Мария все время неподвижно стояла, прижавшись спиной к нарам, бледная как мел, вперив сумрачный взгляд в розовое лицо Кодла. Ее синие губы были плотно сжаты. Потом вдруг она отодвинулась от нар, какой-то необыкновенно ровной походкой направилась к столу, села на скамейку, притянула к себе паровозик, положила голову на руки и горько, неудержимо расплакалась.
— А вы… еще ему напоследок… так всы-па-ли!.. — сквозь рыдания сказала она отцу.
— Расходы на погребение оплатит отдел социального обеспечения, — папаша Кодл прервал душераздирающие вопли. — У вас не будет никаких хлопот, вы не потратите ни одной марки. — И он заторопился уходить. Женские ботинки так же, как и раньше, стояли под нарами, крепкие, новые. Папаша Кодл переступил с ноги на ногу и платочком вытер лоб.
Мария, сидя у стола, руками зажимала рот, чтобы заглушить рыдания. В руке она все время держала паровозик с красными колесами.
Папаша Кодл напоследок опять посмотрел на ботинки, еще раз глубоко и смиренно вздохнул и вышел.
17
Страстно ожидаемая весна наконец дала о себе знать набухшими почками кленов, росших вдоль дороги, и морем грязи между бараками. Влажный свежий ветер подернул зыбью широкие лужи и принес в лагерь сладковатый запах последнего снега с северной стороны Хохвальда. В садиках Мерцфельда внезапно, за одну ночь, засветились желтые цветы форзиции.
Какими скромными стали мечты Вацлава за пять бесконечных зимних месяцев! Теперь ему хотелось только лечь под весенним солнцем в тихом уголке за бараком, раскинуть руки и спать, спать, спать — проспать теперешнюю ненавистную жизнь и проснуться, когда… Когда что? Ну, ясно — в тот день, когда они торжественно и радостно усядутся в увенчанные гирляндами автобусы и поедут на восток, обратно на родину, герои, борцы, освободители. Горькая усмешка сама собой скривила его губы. Как все это бессмысленно, этот сумасбродный, казенный политический восторг папаши Кодла и напыщенные, высокопарные обещания мюнхенской радиостанции!
Начинается весна. В Мерцфельде уже цветут форзиции, затем придет лето, а у тебя нет даже плавок, чтобы выкупаться в Пегнице или Дутцентайхе… А что дальше? Осень, вторая осень в Валке?
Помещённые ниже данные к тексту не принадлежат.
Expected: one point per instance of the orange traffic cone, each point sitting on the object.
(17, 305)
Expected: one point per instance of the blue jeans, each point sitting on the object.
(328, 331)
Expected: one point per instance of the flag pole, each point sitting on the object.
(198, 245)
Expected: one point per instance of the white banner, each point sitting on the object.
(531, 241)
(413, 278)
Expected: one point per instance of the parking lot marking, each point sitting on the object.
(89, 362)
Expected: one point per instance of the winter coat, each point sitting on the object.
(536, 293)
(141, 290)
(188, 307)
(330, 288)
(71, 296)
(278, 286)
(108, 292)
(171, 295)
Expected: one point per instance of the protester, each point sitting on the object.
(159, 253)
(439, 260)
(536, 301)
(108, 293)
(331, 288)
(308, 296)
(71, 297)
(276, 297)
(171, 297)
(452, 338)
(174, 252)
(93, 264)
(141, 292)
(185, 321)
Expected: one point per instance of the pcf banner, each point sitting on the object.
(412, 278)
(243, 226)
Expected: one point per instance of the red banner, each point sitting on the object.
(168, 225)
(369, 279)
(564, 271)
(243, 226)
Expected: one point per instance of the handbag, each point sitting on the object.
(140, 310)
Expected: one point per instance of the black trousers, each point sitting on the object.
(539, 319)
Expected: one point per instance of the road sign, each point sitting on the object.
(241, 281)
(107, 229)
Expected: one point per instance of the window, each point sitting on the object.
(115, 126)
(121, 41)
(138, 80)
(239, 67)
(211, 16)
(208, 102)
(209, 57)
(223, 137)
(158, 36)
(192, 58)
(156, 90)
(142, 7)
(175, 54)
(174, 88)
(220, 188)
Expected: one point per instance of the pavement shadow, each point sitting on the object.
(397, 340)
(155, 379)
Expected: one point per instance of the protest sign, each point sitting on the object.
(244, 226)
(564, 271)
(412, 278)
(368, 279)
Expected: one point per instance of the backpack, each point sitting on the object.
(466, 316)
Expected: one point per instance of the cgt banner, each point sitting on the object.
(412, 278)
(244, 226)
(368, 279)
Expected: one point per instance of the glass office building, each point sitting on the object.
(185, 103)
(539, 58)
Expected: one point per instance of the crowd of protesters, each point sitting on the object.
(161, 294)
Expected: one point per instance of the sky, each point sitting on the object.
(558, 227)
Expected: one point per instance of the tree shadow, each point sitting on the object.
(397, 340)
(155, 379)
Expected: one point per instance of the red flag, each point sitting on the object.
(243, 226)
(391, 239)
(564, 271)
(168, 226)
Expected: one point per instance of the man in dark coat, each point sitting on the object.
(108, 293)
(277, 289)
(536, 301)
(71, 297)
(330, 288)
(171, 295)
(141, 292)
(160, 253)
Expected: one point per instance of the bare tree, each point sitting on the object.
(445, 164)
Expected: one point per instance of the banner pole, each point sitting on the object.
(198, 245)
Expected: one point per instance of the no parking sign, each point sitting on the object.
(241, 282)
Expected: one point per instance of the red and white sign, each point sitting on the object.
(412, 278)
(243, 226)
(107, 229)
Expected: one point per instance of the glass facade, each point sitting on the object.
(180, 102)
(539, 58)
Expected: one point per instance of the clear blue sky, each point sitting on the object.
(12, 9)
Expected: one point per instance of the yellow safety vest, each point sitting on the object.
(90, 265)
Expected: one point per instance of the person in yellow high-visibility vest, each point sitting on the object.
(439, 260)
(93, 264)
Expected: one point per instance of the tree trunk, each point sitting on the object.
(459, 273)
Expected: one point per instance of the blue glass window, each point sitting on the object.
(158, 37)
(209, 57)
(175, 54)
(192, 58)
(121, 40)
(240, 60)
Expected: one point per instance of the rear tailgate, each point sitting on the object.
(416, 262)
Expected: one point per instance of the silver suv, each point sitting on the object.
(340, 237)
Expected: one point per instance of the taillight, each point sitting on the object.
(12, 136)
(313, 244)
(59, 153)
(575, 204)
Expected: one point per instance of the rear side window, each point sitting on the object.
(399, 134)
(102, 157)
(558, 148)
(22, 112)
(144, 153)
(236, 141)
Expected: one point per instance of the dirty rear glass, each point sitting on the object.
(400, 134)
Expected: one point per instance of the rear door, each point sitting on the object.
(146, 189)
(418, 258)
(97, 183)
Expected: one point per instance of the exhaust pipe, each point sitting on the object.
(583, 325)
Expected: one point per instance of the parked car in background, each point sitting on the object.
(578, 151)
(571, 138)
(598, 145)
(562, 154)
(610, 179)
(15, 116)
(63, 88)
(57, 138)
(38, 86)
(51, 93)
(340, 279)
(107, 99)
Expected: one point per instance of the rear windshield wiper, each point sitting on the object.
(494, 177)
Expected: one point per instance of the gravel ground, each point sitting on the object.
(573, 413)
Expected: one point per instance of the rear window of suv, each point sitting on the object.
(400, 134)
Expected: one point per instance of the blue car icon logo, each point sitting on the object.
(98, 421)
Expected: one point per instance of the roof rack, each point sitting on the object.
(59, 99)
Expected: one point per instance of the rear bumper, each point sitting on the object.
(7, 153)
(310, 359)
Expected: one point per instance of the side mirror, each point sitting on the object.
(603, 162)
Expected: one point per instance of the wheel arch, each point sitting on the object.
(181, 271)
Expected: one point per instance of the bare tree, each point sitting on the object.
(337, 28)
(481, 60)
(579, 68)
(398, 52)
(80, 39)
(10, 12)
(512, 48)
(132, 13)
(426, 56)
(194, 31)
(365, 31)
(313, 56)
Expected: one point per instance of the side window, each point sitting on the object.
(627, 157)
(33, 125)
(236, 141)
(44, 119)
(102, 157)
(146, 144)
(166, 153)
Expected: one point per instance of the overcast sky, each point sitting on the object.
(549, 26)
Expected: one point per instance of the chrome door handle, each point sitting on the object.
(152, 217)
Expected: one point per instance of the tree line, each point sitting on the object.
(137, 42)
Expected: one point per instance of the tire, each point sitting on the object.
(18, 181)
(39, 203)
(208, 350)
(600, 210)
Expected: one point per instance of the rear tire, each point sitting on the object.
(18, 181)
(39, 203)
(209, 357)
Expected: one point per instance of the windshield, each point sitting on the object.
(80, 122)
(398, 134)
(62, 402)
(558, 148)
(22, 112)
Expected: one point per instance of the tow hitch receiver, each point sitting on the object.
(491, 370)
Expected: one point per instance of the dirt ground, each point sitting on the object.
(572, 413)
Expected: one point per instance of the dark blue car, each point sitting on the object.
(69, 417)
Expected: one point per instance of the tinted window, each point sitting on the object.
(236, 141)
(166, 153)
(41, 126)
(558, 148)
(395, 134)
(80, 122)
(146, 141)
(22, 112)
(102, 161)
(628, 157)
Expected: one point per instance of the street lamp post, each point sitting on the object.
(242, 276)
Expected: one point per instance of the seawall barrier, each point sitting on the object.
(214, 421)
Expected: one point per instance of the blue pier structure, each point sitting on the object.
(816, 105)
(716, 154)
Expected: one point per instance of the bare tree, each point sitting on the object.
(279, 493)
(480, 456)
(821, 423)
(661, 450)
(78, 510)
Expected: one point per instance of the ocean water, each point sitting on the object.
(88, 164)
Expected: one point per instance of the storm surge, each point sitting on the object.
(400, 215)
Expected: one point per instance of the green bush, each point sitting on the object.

Снова пять или шесть месяцев зимы среди вони темной берлоги, у проржавевших печурок? Как можно жить, не имея крохи реальной надежды, ничего, за что можно было бы ухватиться и вылезти из этого омута повседневного скепсиса?
Только одно существо могло бы оказать ему огромную помощь, озарить жизнь, если бы он сумел взорвать зачарованный круг ее непонятной верности, фанатической веры во что-то такое, что, может быть, давно уже не существует. Были минуты между ними, когда казалось, что ему удалось зажечь в ней искру любви. И вдруг этот несчастный вечер, убитая горем Катка над своим взломанным чемоданом: пока она была в городе, кто-то украл все ее сбережения.